Nevada women had already won the vote in state elections six years earlier and in 1916, prominent Eastern suffragists had included Reno on a nationwide speaking tour, then riding the Nevada’s V & T Railroad to Carson City to call on the governor seeking his advice and continued support.

“People from the East on the'16 train, they came out here to see how we’d done it,” says Mona Reno of the Nevada Women’s History Project.

Two years later, the legislature--in special session--had voted to ratify the Amendment.

The Virginia and Truckee Railroad added a couple of special cars for the run from Reno to Carson City to carry those who wanted to be there for the signing ceremony.

“Women were so excited that the fastened a 40 foot banner on the outside of the car--a highly polished car of the V&T with 79 brass nails,” notes the Women’s History Project’s Patti Bernard.

The railroad’s enthusiasm for the event didn’t include defacing one of its coaches and, to the dismay of the suffragists, the banner was removed in Carson City and apparently lost to history.

Bernard and Reno would be the first to tell you history has largely been written by men, often to the exclusion of women. It’s been the goal of the Nevada Women’s History Project to correct that imbalance.

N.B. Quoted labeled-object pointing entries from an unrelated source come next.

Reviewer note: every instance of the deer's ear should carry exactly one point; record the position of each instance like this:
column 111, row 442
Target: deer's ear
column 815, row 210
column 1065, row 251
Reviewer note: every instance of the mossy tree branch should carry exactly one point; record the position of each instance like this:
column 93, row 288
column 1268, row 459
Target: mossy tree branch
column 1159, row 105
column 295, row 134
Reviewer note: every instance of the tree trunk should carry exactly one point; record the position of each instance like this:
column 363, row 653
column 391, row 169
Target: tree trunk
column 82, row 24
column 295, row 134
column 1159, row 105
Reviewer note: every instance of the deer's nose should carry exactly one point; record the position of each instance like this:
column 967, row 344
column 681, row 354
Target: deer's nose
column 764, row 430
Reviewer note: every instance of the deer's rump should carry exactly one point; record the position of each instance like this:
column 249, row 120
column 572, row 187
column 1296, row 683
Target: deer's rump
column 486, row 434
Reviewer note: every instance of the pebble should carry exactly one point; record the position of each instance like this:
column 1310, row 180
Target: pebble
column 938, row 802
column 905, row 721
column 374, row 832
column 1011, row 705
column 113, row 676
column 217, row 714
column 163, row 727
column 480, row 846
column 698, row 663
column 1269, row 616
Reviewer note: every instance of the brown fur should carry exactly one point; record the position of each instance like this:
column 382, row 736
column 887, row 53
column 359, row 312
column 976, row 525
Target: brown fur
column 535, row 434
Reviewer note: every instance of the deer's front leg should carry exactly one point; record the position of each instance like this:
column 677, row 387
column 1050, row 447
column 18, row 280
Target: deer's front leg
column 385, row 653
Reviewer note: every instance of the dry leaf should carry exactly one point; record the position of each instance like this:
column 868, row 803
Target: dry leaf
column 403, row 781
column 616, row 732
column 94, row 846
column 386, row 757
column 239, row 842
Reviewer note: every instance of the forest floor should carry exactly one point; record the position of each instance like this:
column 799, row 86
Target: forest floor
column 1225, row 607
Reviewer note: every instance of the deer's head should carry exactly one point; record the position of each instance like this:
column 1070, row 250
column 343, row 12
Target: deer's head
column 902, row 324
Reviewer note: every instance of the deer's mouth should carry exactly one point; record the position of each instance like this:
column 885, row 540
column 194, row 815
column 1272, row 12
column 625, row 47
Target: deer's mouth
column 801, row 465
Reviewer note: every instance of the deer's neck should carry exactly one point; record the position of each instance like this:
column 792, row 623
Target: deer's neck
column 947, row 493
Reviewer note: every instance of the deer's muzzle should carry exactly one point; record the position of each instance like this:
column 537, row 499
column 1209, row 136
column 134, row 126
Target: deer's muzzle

So, as the centennial of the 19th Amendment was approaching they began researching this event, discovering in the process that the cars used for that trip were in the State Railroad Museum’s collection as was the engine--Number 25--that pulled them that day. And--all evidence indicated--the car that carried the banner was Number 17.

This aged coach has been maintained in a state of “arrested decay” by the museum for good reason. It was the car that carried the golden spike and Nevada’s silver spike to the completion of the transcontinental railway at Promontory Point, Utah in 1869. Had it also been witness to this other historical event 51 years later?

“We thought OK, let’s see if that story can be established,” says the museum’s director Daniel Thielen.”When we went out to car 17 we found the nail holes that made the railroad so angry. They’re still there.”>

It’s validation of the museum’s decision not to restore the car. Replace old weathered wood with new, you lose history in the process.

It’s also now added a visible connection to that moment 100 years ago when Nevada added it’s support to a sea change in the nation’s political history.

Saturday, Engine 25 will once again be pulling passengers holding special tickets around the track, reenacting and celebrating that event and making a little history in the process. This will be perhaps, the first time anywhere a steam engine has been piloted by an all-women crew.

And, in a political year, from the perspective of a century past, it’s a timely reminder of what other women accomplished 100 years ago.